MAPREDUCE-1668. RaidNode Hars a directory only if all its parity files 
have been created. (Ramkumar Vadali via dhruba)



git-svn-id: https://svn.apache.org/repos/asf/hadoop/mapreduce/trunk@990693 13f79535-47bb-0310-9956-ffa450edef68
diff --git a/CHANGES.txt b/CHANGES.txt
index 3b161c3..cbd0882 100644
--- a/CHANGES.txt
+++ b/CHANGES.txt
@@ -262,6 +262,9 @@
     MAPREDUCE-1670. RAID policies should not scan their own destination path.

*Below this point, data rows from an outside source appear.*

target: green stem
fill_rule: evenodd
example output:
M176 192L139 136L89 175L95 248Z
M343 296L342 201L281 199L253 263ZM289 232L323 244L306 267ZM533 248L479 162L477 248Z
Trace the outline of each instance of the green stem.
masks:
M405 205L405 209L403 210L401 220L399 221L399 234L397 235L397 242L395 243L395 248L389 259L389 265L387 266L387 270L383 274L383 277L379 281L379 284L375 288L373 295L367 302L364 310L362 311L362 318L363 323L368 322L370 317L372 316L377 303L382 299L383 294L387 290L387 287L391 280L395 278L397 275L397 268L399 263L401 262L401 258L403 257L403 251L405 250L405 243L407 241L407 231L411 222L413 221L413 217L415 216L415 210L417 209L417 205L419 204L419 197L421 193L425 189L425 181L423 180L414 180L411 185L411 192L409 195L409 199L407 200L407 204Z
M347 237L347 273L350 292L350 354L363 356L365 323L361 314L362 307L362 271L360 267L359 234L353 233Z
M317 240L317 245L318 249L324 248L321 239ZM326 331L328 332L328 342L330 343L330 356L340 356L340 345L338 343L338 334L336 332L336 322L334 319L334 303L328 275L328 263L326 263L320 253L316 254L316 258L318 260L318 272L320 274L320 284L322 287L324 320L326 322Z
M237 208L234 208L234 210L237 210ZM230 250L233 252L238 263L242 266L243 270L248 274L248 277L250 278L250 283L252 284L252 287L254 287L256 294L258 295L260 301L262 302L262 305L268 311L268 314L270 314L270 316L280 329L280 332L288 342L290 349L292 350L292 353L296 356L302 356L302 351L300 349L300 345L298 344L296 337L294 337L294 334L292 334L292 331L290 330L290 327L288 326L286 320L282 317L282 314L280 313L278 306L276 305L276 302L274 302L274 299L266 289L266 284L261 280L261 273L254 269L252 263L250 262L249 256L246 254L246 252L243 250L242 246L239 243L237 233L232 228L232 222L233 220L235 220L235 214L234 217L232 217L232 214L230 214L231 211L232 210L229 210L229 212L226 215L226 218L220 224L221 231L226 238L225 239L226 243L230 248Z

     (Ramkumar Vadali via dhruba)
 
+    MAPREDUCE-1668. RaidNode Hars a directory only if all its parity files 
+    have been created. (Ramkumar Vadali via dhruba)
+
 Release 0.21.0 - Unreleased
 
   INCOMPATIBLE CHANGES
diff --git a/src/contrib/raid/src/java/org/apache/hadoop/raid/RaidNode.java b/src/contrib/raid/src/java/org/apache/hadoop/raid/RaidNode.java
index f390305..8b28a71 100644
--- a/src/contrib/raid/src/java/org/apache/hadoop/raid/RaidNode.java
+++ b/src/contrib/raid/src/java/org/apache/hadoop/raid/RaidNode.java
@@ -1364,7 +1364,8 @@
                   if (stat != null) {
                     LOG.info("Haring parity files for policy " + 
                         info.getName() + " " + destPath);
-                    recurseHar(destFs, stat, cutoff, tmpHarPath);
+                    recurseHar(info, destFs, stat, destPref.toUri().getPath(),
+                        srcPath.getFileSystem(conf), cutoff, tmpHarPath);
                   }
                 }
               }
@@ -1380,7 +1381,8 @@
     return;
   }
   
-  private void recurseHar(FileSystem destFs, FileStatus dest, long cutoff, String tmpHarPath)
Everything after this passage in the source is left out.